Tomorrow’s local government settlement in England is likely to be a painful experience. There may be opportunities for individual councils to boost business rate income from next year, but the overall spending direction will be downwards at least until the end of the decade
The Autumn Statement is already a distant memory. For many in local government, the next big day is expected tomorrow, when the local government finance settlement is announced. The details of 2013-14’s authority-by-authority position are being keenly awaited – largely because business rate retention starts next April.
Along with their council tax, local authorities will in future keep half of their non-domestic rate (NDR), plus a grant allocation from central government. Because there will be differences between authorities in the size of their business rate yield, there will be a system of ‘tariffs’ [effectively, payments into a pool] and ‘top ups’ [receipts from the pool] to ensure there are no changes in spending power at the start of the new system.
Grants for 2013-14 will continue to be calculated in broadly the same way as in the past, though with a reduction in the total paid to each council in recognition of the amounts they retain in business rate. From 2014-15 onwards, these grants will taper off towards zero so that the overall sum available for local government spending is kept to the total set in the Chancellor’s spending plans.
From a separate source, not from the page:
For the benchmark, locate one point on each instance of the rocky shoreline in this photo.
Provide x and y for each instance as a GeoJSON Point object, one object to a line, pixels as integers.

The reason for reforming the NDR was to give councils an incentive to build up their local tax base. A similar incentive, albeit paid as a grant, is already embodied in the New Homes Bonus (NHB). Taking the NDR and NHB reforms together, local government finance in England is undergoing a profound change. Since the 1960s the grant system has become ever more elaborate in the name of ‘needs’ and ‘resources’ equalisation. In fact, government grants have attempted to equalise between councils in different circumstances since 1948, and even before.
While the equalisation embedded at in the final year of the existing system – 2012-13 – will create the starting-point for each council within the new system of local government finance, it will only be reviewed periodically thereafter. Instead of needs and resources equalisation, the new arrangement will move inexorably away from equalisation and towards the promotion of growth. Authorities that do not grow their NDR and council tax base will lose out.
It is a pity this radical reform is taking place against the backdrop of reducing local government spending. The more that councils collectively increased their total income from NDR and council tax, their spending power would eventually exceed the expenditure limit determined by the Chancellor in his Spending Review.
There would come a point where, taking England as a whole, for every additional £1 generated by local government from growth in their tax base, it would be necessary to take £1 off their grant. Once the grant ran out, the government might need to reduce the share of NDR retained so as to constrain council spending.
Because the government has chosen to increase spending on International Development while protecting the NHS and schools in real terms, expenditure on these services is rising in cash. The cost of welfare continues to increase sharply from year to year. To compensate for the rises in these major items of central government provision, council spending has had to be cut in cash terms. The Autumn Statement confirmed that additional cuts will be made to council funding in 2014-15 so as to allow slightly higher capital investment.
Tomorrow’s local authority funding settlement will be this government’s third. Given the baleful state of the public finances and the continuing likelihood of low economic growth, it is almost certain that councils face a series of punishing settlements from now on. There may in future be incentives for councils to build up their resources by competing for NDR and council tax, but the overall direction of spending will be downwards at least until the end of the decade. And that’s if things go well.